Leaving Haise in the LM, Lovell went back through the tunnel and, in the command module, sought out the third member of the crew—Swigert, the command-module pilot. "There he is! We see him!" the CAPCOM said, and, sure enough, there he was, seated before the ship's controls in the middle one of the astronauts' three seats, surrounded on three sides by nine dashboard panels. Swigert, a sharp-faced, sharp-eyed man, who was born in Denver, Colorado, in 1931, and had become an astronaut with Haise in 1966, was too busy just then to do more than smile at the camera. He did not take a big part in the television show. This was his first spaceflight, as it was Haise's, but he felt himself to be under more pressure, because he had been merely the backup command-module pilot, and had been officially assigned to the flight only the day before it left, after the prime crew had been exposed to German measles and it was discovered that the prime command-module pilot was susceptible. Lovell had worked with Swigert for two days without letup before agreeing to take him on the flight. (Swigert had been in such a rush that he hadn't thought about completing his 1969 income-tax return, due in four days, until he was a quarter of the way to the moon.) During the first fifty-five hours of the flight, Swigert had run into a few minor difficulties; for instance, he had been having trouble reading the quantity gauge for one of the oxygen tanks, which had gone off-scale on the high side, and earlier that day the CAPCOM had told him he could expect frequent requests from the ground to turn on the fans in the tank to stir up the oxygen—what is called a "cryogenic stir"—for the purpose of obtaining accurate quantity readings.
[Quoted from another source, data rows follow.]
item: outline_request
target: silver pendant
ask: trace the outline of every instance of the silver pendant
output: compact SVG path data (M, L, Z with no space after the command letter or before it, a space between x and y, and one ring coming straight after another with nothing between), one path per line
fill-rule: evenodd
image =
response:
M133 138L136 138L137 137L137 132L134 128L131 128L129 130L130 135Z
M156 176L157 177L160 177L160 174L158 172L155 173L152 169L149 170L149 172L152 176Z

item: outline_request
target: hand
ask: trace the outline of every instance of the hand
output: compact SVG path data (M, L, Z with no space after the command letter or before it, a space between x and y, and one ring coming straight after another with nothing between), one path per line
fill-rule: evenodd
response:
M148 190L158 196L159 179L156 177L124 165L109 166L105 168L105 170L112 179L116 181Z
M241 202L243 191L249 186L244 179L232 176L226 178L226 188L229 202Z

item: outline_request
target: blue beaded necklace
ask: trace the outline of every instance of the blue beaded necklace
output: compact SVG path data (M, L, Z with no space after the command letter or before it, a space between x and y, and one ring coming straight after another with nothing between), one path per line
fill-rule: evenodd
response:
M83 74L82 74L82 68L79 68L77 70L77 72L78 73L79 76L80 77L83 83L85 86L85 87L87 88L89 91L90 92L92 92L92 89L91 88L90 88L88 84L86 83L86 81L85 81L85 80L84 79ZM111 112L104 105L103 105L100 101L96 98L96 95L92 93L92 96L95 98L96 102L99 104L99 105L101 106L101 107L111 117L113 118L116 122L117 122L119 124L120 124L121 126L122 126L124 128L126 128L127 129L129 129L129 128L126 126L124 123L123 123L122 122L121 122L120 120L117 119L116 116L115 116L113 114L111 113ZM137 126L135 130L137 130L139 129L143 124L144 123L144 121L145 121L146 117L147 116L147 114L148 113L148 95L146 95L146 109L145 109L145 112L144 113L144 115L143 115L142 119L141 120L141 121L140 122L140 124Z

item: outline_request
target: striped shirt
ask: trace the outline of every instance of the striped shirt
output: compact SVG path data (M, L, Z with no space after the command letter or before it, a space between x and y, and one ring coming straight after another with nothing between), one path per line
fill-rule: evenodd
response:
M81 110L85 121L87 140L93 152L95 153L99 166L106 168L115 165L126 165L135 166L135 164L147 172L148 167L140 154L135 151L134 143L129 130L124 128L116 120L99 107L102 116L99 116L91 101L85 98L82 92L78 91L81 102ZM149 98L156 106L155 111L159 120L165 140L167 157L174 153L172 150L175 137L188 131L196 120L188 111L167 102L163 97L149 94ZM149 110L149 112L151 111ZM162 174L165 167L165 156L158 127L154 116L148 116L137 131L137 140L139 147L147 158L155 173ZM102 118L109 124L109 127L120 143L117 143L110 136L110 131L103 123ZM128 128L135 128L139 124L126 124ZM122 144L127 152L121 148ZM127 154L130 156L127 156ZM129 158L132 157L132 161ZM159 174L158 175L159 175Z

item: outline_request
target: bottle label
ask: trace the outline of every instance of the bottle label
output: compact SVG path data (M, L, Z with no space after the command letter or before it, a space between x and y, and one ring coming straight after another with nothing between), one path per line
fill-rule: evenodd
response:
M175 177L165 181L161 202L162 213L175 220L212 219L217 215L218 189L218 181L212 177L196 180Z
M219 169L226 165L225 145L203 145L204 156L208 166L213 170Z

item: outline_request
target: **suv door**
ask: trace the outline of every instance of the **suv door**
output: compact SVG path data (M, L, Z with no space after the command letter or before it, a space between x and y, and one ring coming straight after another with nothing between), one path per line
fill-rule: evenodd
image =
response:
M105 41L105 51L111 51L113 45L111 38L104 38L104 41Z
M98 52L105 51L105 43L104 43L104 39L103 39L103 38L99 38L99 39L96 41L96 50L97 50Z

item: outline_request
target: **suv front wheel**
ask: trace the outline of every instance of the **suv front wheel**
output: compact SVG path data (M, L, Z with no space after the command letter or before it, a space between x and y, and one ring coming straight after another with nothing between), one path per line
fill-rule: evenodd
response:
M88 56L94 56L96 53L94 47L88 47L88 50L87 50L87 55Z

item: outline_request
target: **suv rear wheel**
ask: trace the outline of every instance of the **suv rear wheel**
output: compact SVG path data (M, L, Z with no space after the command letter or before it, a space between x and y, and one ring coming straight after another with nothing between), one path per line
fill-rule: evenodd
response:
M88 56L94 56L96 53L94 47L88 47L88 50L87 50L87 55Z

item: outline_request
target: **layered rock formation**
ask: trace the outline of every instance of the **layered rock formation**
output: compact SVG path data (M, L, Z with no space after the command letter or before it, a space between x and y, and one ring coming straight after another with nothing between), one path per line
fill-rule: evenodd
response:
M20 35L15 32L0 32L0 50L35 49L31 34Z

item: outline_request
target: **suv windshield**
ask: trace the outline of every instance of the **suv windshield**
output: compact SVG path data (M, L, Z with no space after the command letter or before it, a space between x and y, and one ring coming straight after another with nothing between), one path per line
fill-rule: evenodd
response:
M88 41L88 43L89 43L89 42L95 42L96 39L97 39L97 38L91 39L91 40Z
Now, as the television show continued, Swigert found a moment to hold the camera and trained it on the commander; Lovell appeared on the screen for the first time. A tall, sober-looking man whose face at times breaks into a broad grin, Lovell demonstrated a tape recorder that could play a number of songs, among them "Aquarius" and the Richard Strauss "Thus Spake Zarathustra" theme used in the film 2001: A Space Odyssey. At length, the CAPCOM broke in to suggest that Lovell conclude the program. The commander replied, "Roger. Sounds good. This is the crew of Apollo 13 wishing everyone there a nice evening, and we're just about ready to close out our inspection of Aquarius and get back for a pleasant evening in Odyssey. Good night." It was then 9:00 P.M.